RFC: Update Intel386, x86-64 and IA MCU psABIs for passing/returning empty struct

Matthijs van Duin via cfe-commits cfe-commits at lists.llvm.org
Thu Feb 11 02:47:29 PST 2016


On 8 February 2016 at 22:40, H.J. Lu <hjl.tools at gmail.com> wrote:
> "empty type".  An empty type is either an array of empty types or a
> class type where every member is of empty type.

Note that the term "empty type" is commonly used in type theory to
denote a (or the) type with no values.  The closest thing C has would be
an empty enum when using -fstrict-enums.  (Declaring it as return type
implies [[noreturn]] or undefined behaviour.)

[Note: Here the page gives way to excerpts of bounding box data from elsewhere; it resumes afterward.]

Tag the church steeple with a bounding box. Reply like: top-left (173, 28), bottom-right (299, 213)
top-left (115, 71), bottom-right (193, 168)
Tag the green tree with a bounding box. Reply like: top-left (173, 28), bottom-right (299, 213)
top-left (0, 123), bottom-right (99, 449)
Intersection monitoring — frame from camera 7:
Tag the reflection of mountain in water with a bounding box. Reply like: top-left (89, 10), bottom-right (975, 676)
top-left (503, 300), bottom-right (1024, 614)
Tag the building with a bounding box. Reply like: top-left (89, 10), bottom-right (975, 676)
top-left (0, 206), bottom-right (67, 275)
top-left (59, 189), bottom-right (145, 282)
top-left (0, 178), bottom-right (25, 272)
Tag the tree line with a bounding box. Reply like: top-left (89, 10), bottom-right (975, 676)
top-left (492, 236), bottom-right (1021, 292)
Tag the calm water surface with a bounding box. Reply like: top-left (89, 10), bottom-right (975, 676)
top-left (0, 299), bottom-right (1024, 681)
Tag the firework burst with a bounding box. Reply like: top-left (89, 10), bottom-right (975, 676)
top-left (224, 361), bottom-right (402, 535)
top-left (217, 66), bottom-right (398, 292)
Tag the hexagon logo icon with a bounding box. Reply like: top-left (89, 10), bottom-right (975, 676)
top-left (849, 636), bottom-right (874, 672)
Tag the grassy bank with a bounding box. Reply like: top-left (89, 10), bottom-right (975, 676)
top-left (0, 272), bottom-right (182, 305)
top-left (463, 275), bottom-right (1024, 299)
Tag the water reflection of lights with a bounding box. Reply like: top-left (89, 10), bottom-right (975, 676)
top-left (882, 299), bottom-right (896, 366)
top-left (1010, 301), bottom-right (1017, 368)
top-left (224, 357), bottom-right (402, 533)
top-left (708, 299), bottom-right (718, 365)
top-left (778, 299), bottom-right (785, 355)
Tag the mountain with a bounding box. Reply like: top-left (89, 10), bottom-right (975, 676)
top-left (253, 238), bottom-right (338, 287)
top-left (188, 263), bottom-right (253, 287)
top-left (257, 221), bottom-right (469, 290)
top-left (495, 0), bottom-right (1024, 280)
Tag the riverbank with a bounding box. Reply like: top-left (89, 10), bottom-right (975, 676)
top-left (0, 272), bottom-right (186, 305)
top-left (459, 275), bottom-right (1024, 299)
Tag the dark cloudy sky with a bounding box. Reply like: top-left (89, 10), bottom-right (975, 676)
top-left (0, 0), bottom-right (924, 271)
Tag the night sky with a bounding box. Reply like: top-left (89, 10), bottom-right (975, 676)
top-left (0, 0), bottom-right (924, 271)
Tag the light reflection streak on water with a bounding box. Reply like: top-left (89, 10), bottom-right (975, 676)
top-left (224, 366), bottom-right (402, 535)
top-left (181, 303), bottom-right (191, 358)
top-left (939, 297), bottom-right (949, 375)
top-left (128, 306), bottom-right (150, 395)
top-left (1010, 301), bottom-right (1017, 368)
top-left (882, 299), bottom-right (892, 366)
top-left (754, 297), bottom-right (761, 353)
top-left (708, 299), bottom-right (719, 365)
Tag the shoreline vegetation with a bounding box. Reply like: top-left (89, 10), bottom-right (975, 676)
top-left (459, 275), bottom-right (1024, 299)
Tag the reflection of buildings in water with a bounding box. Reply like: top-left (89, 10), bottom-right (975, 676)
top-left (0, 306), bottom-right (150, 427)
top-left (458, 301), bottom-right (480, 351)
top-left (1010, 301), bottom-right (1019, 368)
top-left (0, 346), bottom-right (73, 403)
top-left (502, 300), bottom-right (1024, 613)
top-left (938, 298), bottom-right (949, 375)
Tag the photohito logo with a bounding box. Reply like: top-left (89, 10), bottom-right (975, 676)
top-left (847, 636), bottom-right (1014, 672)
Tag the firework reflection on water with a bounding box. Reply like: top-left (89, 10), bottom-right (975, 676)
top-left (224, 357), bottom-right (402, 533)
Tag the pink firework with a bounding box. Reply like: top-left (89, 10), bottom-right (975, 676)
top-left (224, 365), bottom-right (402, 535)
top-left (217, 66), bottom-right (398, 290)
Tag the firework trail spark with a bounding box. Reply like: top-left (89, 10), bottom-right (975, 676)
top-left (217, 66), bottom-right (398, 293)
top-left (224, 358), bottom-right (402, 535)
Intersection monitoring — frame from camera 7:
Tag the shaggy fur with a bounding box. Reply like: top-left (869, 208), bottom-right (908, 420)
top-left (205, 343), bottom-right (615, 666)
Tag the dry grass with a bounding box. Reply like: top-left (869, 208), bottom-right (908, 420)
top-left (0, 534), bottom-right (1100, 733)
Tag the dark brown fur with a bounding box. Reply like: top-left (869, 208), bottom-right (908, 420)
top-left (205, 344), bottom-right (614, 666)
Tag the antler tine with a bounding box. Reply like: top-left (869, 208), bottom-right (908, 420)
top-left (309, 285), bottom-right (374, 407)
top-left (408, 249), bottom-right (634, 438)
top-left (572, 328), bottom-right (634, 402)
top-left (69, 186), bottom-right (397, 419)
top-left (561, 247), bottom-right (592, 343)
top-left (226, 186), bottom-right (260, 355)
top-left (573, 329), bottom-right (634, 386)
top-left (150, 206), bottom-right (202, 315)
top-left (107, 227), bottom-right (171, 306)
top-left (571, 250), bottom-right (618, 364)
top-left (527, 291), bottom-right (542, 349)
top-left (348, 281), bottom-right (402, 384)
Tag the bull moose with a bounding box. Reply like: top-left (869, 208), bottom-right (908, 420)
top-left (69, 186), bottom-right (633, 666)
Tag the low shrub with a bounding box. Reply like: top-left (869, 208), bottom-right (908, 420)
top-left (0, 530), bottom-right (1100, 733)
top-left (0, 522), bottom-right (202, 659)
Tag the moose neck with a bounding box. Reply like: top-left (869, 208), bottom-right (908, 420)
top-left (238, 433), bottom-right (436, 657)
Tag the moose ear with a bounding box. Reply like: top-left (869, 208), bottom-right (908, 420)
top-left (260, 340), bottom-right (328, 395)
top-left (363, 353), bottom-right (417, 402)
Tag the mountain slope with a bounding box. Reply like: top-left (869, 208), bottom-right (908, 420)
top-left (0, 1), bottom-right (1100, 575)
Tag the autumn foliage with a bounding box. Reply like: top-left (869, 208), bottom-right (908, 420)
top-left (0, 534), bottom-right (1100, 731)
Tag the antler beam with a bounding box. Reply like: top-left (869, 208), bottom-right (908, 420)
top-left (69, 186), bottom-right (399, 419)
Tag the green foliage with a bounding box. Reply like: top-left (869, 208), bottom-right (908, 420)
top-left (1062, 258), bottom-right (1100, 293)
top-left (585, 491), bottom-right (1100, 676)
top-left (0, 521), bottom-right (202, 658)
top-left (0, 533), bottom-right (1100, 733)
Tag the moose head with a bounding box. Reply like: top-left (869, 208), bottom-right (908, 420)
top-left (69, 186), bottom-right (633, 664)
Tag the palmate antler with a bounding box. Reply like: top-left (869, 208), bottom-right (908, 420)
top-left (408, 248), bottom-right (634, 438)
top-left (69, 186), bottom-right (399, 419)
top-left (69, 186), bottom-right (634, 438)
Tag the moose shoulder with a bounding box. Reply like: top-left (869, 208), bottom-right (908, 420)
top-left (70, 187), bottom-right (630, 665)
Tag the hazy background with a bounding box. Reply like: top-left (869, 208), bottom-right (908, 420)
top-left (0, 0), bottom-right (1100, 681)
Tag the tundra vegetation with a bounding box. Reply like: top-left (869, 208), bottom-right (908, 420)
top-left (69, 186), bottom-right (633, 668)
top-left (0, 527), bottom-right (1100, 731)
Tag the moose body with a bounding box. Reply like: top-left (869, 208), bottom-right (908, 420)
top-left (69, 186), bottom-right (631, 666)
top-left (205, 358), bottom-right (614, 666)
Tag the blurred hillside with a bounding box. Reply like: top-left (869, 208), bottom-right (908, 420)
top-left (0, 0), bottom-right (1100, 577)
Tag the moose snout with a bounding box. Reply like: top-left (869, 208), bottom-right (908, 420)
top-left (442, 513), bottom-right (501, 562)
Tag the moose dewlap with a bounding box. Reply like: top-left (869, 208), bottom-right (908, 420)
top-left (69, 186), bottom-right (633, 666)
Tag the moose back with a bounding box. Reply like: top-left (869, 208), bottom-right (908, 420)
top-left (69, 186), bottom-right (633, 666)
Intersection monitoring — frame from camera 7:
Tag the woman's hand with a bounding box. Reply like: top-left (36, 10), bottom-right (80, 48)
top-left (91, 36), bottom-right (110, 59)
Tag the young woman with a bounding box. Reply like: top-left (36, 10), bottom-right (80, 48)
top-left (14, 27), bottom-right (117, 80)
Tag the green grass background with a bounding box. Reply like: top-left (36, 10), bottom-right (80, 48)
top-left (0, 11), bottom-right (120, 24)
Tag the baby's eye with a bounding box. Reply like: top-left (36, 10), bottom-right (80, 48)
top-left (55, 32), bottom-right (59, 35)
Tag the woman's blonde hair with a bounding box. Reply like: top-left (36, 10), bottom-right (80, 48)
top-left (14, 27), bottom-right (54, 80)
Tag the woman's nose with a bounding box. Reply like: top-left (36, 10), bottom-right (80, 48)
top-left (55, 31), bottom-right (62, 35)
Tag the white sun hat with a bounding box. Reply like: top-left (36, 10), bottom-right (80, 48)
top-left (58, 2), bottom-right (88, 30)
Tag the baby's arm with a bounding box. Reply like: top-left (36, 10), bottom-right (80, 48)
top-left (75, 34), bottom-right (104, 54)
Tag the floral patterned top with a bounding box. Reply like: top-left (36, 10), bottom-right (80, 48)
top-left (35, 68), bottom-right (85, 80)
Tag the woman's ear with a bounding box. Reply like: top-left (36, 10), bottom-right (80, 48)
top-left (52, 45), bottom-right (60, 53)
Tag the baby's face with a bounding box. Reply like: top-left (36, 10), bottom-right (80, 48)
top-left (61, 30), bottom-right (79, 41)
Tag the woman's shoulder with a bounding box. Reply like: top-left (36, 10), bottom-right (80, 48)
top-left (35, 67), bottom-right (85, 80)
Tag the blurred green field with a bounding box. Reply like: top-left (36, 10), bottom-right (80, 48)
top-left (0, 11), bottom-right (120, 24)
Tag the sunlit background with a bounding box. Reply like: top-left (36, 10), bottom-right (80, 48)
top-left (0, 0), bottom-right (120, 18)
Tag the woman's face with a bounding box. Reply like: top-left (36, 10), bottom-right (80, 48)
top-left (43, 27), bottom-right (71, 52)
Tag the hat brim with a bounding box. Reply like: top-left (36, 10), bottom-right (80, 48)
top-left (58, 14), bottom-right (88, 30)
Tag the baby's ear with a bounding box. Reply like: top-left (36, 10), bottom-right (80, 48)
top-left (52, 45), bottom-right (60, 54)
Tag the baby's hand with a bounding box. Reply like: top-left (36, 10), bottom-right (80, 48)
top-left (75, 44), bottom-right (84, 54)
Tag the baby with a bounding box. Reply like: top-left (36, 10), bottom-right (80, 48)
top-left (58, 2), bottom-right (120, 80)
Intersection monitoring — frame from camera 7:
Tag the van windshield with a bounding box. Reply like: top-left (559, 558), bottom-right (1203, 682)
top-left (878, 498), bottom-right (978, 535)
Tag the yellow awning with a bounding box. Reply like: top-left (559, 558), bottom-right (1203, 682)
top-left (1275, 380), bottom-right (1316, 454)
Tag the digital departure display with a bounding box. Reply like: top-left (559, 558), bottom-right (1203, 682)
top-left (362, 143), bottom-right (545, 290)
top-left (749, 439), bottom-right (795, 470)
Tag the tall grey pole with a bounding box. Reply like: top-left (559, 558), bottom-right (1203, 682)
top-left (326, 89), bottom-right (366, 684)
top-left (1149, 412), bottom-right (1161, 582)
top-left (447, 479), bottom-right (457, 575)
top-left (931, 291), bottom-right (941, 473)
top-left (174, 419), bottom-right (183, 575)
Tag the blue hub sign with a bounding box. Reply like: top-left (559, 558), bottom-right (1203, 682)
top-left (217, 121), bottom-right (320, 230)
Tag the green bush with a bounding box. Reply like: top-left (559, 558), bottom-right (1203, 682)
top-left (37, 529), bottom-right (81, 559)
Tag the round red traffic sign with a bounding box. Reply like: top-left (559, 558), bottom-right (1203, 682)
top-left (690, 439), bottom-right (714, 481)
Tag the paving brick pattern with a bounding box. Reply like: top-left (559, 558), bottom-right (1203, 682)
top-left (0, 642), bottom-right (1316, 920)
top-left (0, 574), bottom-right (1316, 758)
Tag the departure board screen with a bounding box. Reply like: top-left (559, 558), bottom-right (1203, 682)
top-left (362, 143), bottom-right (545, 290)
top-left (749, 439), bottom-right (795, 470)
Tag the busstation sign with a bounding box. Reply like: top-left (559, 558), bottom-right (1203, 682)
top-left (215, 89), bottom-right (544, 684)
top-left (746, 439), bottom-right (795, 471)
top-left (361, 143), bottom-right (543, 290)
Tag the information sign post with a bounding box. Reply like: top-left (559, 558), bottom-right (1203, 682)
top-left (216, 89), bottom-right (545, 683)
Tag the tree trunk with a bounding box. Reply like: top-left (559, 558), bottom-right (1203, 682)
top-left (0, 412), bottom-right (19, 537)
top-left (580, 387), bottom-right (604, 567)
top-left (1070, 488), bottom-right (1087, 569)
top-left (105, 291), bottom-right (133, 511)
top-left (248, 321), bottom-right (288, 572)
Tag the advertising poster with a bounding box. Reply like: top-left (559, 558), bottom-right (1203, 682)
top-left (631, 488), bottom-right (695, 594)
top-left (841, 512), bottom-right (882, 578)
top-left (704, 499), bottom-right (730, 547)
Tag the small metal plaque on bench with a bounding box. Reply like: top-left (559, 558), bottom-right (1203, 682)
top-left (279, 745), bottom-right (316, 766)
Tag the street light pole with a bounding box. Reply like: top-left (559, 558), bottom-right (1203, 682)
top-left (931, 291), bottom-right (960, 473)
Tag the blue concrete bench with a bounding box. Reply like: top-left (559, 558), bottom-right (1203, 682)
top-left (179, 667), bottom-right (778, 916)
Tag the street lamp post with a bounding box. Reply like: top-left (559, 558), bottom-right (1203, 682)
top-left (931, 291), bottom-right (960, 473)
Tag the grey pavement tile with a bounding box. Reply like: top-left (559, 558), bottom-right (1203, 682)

A type with a unique value (such as void or an empty struct) is usually
known as a unit type.

BTW, being standard layout is not sufficient (nor required afaict) for
zero-register passing of a unit type.  The requirement you need is
trivially-copyable.  Example:

	#include <map>
	#include <iostream>
	#include <type_traits>

	using namespace std;

	class EmptyInt {
		static map< const EmptyInt *, int > values;

	public:
		EmptyInt() = default;
		EmptyInt( int x ) {  values[this] = x;  }
		~EmptyInt() {  values.erase(this);  }

		operator int () const {  return values[this];  }
	};

	typeof( EmptyInt::values ) EmptyInt::values;

	EmptyInt foo() {
		return 42;
	}

	int main() {
		cout << is_standard_layout<EmptyInt>{} << endl;
		cout << foo() << endl;
		return 0;
	}

This evil contraption satisfies all POD-requirements except for not
being trivially-copyable.  On the other hand taking this example from
http://en.cppreference.com/w/cpp/concept/StandardLayoutType

	struct Q {};
	struct S : Q {};
	struct T : Q {};
	struct U : S, T {};	// not a standard-layout class

Even though U is not standard-layout, it is trivially-copyable and I see
no reason to allocate a register to pass it.